Monday, June 07, 2004

Will you bring your own PC to school?

The article brings up many facts that were somewhat of a shock. The fact that 30% of Europe's workforce had no office at all was alarming. Companies are utilizing part-time employees and outsourcing jobs. The author continues to explain that IT staffs may be doomed.

The personal attachment to one's computer, whether an employee or a student, is definitely present. Students regularly compare the attributes of their computer at home with their computer at school. Currently, few of the students in the Dardanelle School district possess a laptop computer. However, in the near future, the percentage may change dramatically.

Students bringing their own PC could be very positive to their education. Perhaps with a PC, students who typically find it difficult to take notes with paper and pencil might find note taking easier with a computer. Many students are "hands-on", and those type students often do better in computer classes. Therefore, with their own PC, they may perform better in other classes. Also, students normally take better care of equipment that belongs to them or that they hold a direct financial interest.

With all new ideas or methods come both positive and negative aspects.
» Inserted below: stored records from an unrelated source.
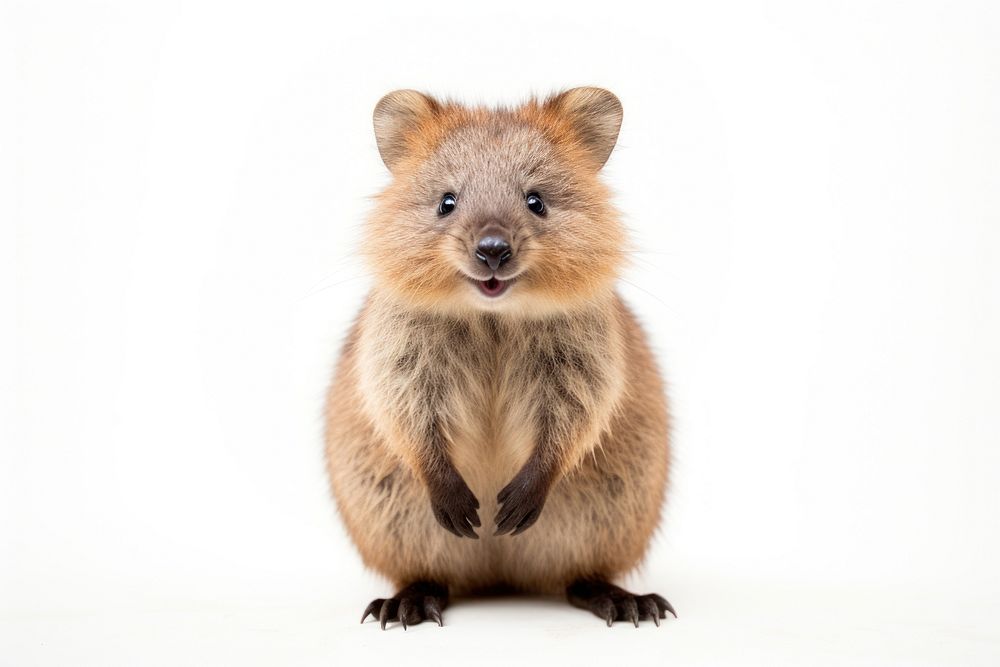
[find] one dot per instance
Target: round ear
(396, 116)
(595, 114)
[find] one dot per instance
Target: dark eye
(447, 204)
(535, 203)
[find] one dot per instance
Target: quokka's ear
(596, 115)
(396, 116)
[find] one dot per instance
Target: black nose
(493, 251)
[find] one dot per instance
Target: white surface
(813, 194)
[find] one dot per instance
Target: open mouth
(493, 287)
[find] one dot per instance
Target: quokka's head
(496, 209)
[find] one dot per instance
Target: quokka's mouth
(493, 287)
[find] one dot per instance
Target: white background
(813, 195)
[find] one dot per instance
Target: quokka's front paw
(455, 507)
(521, 502)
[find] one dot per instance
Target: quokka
(497, 420)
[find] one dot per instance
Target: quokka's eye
(447, 204)
(535, 203)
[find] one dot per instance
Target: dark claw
(432, 610)
(415, 603)
(664, 605)
(521, 501)
(405, 607)
(650, 609)
(373, 609)
(455, 506)
(388, 611)
(611, 603)
(631, 610)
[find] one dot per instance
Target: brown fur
(554, 376)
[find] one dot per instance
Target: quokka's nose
(493, 251)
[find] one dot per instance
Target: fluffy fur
(444, 398)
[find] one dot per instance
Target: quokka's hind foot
(612, 603)
(418, 602)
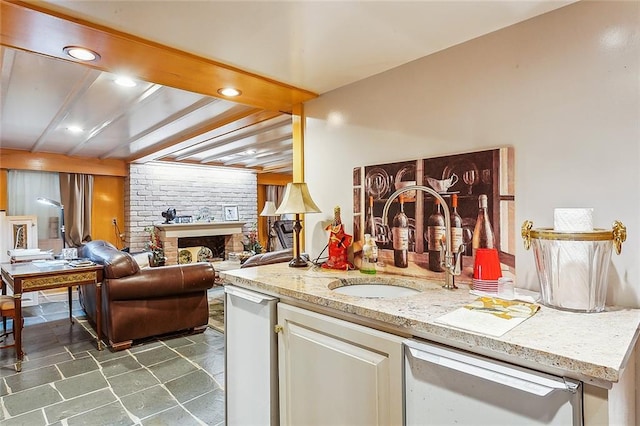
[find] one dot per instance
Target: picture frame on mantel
(230, 213)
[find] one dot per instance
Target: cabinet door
(332, 372)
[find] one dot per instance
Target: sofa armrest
(162, 281)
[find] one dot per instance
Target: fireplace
(209, 248)
(220, 238)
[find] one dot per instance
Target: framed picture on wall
(231, 213)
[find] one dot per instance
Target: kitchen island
(597, 349)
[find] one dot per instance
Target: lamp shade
(297, 200)
(269, 209)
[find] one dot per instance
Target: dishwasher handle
(251, 296)
(537, 384)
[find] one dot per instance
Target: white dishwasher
(447, 386)
(251, 358)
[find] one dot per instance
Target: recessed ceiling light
(229, 91)
(75, 129)
(125, 81)
(81, 54)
A few negative aspects to students bringing their own PC would be:

1. Playing games during class rather than taking notes and paying attention
2. Networking the computers to print
3. Theft of property/security
4. Different windows versions
5. Different software

As a business teacher, if some students used WordPerfect and others used Word, a serious problem would exist. Few teachers are prepared to teach both Word Processing software packages. If all students brought their own PC to school, specific regulations would be required involving software in order for frameworks to be successfully taught.

IT positions will not be completely eliminated. Job description and requirement would change in order to accommodate each student bringing their own PC to school, but a need for technological assistance would remain.

1 Comments:

Blogger VHebard said...

While looking over you post, I liked the fact that you pointed out several negatives. After reading the article, I really didn't think of those. Playing games are not limited to computers. In my math classes we TI-83 calculators that have programs. Kids can program games into their calculators. I have taken calculators away from kids many times and deleted the games because they are playing games instead of learning.